Mi colega que atendía en la Comunidad de SanFer, le respondió:

―¿Alguno de ustedes ha trabajado con población encarcelada? ―Los jóvenes psicólogos se quedaron en silencio. Ella continuó ―: No nos vuelvan a regañar si ni siquiera saben de lo que están hablando.

Ahí terminó el taller. Me encaminé a la oficina del Subdirector General de todas las comunidades. 

El Subdirector, un hombre moreno, alto y fornido, era un natural de la cárcel: había nacido con la habilidad de saber cómo moverse dentro de ella. Se quedó en silencio unos momentos, con los ojos muy abiertos, cuando le presenté mi renuncia. Después, me felicitó con una sonrisa. Parecía sorprendido de que yo hubiera podido encontrar una salida. No me preguntó cuándo me iba; ése era un asunto que alguien con un cargo menor que el suyo resolvería. 
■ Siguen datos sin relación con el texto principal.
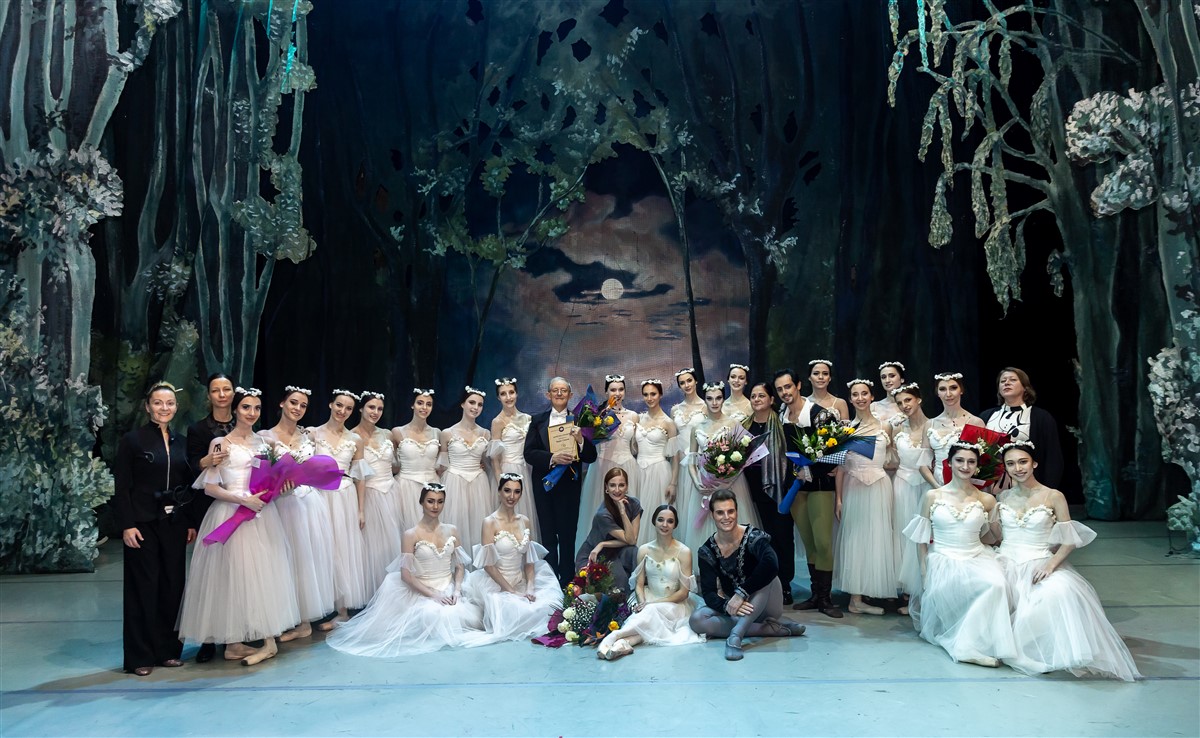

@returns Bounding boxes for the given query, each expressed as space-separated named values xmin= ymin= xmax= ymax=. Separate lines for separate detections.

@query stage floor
xmin=0 ymin=522 xmax=1200 ymax=737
Días después, solicité una reunión con la directora de mi Comunidad. Su secretaria me dijo que estaba muy ocupada y que no podía atenderme en ese momento, pero que la esperara. Le pregunté si podía agendar una cita con ella. Me respondió: 

―Yo te aviso.

Llevaba días sin dormir. Estaba profundamente deprimido y con la sensación de que las cosas se derrumbaban a mi alrededor. No estaba siendo capaz de construir un lazo cariñoso con ninguna de las personas que me querían. Mi cabeza estaba encerrada, inundada. Y yo tenía que salir; de lo contrario, algo en mí iba a perecer.
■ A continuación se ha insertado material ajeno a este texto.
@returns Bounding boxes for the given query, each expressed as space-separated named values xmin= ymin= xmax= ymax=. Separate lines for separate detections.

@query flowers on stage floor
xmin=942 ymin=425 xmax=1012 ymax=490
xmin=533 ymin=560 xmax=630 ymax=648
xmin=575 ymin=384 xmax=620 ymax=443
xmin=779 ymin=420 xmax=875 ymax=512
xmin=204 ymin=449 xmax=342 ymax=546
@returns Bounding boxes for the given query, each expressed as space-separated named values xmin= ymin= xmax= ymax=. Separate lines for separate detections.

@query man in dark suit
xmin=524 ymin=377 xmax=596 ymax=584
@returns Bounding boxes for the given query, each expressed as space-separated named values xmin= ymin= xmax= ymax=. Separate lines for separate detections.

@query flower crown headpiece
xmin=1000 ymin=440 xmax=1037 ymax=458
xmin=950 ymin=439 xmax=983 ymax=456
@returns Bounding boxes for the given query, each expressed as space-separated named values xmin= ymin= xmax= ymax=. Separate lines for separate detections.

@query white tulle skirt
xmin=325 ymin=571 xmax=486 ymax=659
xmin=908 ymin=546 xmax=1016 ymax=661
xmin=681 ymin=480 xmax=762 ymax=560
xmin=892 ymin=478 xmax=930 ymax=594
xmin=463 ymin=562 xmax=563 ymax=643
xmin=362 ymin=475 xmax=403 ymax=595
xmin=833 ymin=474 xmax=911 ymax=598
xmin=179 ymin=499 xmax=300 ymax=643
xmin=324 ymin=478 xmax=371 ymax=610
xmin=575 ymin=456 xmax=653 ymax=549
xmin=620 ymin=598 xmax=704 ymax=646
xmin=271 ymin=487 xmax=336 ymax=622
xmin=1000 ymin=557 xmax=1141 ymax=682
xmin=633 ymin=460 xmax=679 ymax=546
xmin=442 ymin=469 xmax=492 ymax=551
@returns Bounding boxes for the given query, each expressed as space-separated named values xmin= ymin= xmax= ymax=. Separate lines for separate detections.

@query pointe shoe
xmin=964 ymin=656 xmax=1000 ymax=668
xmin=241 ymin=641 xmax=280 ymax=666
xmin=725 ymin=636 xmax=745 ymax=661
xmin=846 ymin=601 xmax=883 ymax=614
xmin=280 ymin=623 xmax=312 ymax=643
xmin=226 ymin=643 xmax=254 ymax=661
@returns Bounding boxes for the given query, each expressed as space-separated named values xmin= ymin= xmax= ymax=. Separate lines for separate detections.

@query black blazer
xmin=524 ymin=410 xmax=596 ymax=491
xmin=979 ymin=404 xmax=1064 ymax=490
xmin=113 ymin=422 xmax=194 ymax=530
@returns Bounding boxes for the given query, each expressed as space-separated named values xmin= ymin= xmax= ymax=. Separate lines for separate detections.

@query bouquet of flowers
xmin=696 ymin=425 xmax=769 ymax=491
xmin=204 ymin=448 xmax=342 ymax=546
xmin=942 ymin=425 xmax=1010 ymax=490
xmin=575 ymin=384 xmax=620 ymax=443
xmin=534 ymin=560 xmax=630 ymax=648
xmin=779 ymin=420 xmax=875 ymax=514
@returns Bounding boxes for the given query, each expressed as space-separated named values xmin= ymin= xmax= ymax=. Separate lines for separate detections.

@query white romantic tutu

Avisé de mi partida a todos los adolescentes en cada grupo terapéutico. Para mi sorpresa, el Chilaquil se conmovió mucho cuando escuchó la noticia.

―Necesito las pláticas, no te vayas, Diego.

La gran diferencia entre ellos y yo, era que yo podía tomar la decisión de marcharme, aunque lo hubiera olvidado por un tiempo. Me sentía derrotado. No podía esforzarme más en este trabajo: tenía más que claro que la cárcel era sólo un aparato del Estado que perpetuaba la desigualdad. 

―Es que no sirve. La cárcel no sirve ―le contesté al Chilaquil. 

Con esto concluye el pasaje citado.